I need some logic that would help to group up some records that fall between two dates:
Input Data
COL_1 COL_2 COL_3 COL_4 COL_5 COL_6 COL_7 COL_8 COL_9 COL_10 COL_11 COL_12
C ABC ABCD 3 ZZ WLOA 2015-12-01 2015-12-15 975.73 ZZZ P 147018.64
C ABC ABCD 3 ZZ WLOA 2015-12-01 2016-01-31 898.86 ZZZ P 129018.66
C ABC ABCD 3 ZZ WLOA 2015-12-01 2016-02-29 788.81 ZZZ P 110912.18
C ABC ABCD 3 ZZ WLOA 2016-12-10 2017-02-29 18106.48 ZZZ P 110912.18
C ABC ABCD 3 ZZ WLOA 2016-12-10 2017-05-31 1652.2 ZZZ P 55947.43
C ABC ABCD 3 ZZ WLOA 2016-12-10 2017-08-31 650.05 ZZZ P 45500.00
C ABC ABCD 3 ZZ WLOA 2016-12-10 2017-09-20 500.15 ZZZ P 37525.00
C ABC ABCD 3 ZZ WLOA 2016-12-10 2017-10-01 357.05 ZZZ P 12385.00
We will pass VAR_DATE as a parameter to the script, which we will then use to work out the grouping from this value.
For each value in COL_4 (Grouping Column) we need to group up the records that are within a certain date range.
In the above example therefore, we would like to group records with the below logic:
COL_7 > VAR_DATE AND COL_8 <= VAR_DATE + 1 Year
Example Output (Year 1)
C ABC ABCD 3 ZZ WLOA VAR_DATE VAR_DATE + 1 YEAR SUM ALL VALUES ZZZ P FINAL RECORD IN COL_12 BALANCE FOR GIVEN ID (COL_4)
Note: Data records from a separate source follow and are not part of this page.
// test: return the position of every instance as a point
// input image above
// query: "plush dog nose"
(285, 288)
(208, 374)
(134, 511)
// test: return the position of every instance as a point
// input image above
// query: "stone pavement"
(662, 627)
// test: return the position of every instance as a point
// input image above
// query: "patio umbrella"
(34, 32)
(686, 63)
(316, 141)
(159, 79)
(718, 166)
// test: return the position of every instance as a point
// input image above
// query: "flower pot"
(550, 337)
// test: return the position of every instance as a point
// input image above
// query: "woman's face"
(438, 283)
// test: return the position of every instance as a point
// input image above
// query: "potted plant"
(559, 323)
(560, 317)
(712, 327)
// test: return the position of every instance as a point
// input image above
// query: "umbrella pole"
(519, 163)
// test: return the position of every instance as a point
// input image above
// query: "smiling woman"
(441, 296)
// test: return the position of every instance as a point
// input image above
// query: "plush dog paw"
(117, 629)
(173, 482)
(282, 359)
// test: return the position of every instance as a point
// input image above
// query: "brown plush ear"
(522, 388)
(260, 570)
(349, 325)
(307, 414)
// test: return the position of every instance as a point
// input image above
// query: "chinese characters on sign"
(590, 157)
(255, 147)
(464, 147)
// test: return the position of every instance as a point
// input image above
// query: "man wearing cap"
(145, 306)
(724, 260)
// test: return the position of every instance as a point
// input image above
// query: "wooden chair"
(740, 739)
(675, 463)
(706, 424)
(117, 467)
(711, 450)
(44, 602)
C ABC ABCD 3 ZZ WLOA 2015-12-01 2016-12-01 2663.40 ZZZ P 110912.18
We then need to group up the values for the next year (Year 2)
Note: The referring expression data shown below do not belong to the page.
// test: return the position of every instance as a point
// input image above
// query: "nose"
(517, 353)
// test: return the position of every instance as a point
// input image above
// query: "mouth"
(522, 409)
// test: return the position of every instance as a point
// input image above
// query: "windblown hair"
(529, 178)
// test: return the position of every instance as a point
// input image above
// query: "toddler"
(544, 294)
We would then like to repeat the same, but for year 2, using the below logic:
COL_7 > VAR_DATE + 1 Year AND COL_8 <= VAR_DATE + 2 Year
Example Output (Year 2)
C ABC ABCD 3 ZZ WLOA VAR_DATE + 1 YEAR VAR_DATE + 2 YEAR SUM ALL VALUES ZZZ P FINAL RECORD IN COL_12 BALANCE FOR GIVEN ID (COL_4)
C ABC ABCD 3 ZZ WLOA 2016-12-01 2017-12-01 21265.93 ZZZ P 12385.00
We will need to keep doing this logic up to 5 years / groups but this amount of years could change so ideally the loop/amount of groups required needs to be dynamic/parameterised.
The final output would look like below, with the two new records generated from the above logic, appended to the end of the file:
COL_1 COL_2 COL_3 COL_4 COL_5 COL_6 COL_7 COL_8 COL_9 COL_10 COL_11 COL_12
C ABC ABCD 3 ZZ WLOA 2015-12-01 2015-12-15 975.73 ZZZ P 147018.64
C ABC ABCD 3 ZZ WLOA 2015-12-01 2016-01-31 898.86 ZZZ P 129018.66
C ABC ABCD 3 ZZ WLOA 2015-12-01 2016-02-29 788.81 ZZZ P 110912.18
C ABC ABCD 3 ZZ WLOA 2016-12-10 2017-02-29 18106.48 ZZZ P 110912.18
C ABC ABCD 3 ZZ WLOA 2016-12-10 2017-05-31 1652.2 ZZZ P 55947.43
C ABC ABCD 3 ZZ WLOA 2016-12-10 2017-08-31 650.05 ZZZ P 45500.00
C ABC ABCD 3 ZZ WLOA 2016-12-10 2017-09-20 500.15 ZZZ P 37525.00
C ABC ABCD 3 ZZ WLOA 2016-12-10 2017-10-01 357.05 ZZZ P 12385.00
C ABC ABCD 3 ZZ WLOA 2015-12-01 2016-12-01 2663.40 ZZZ P 110912.18 ** (New record from above logic - Year 1 ) **
C ABC ABCD 3 ZZ WLOA 2016-12-01 2017-12-01 21265.93 ZZZ P 12385.00 ** (New record from above logic - Year 2 ) **
As the above logic will be running over a large amount of records, I would assume AWK will be the most efficient solution to the above, however my experience of AWK is extremely limited, therefore I am unsure as to how to proceed with starting the above logic.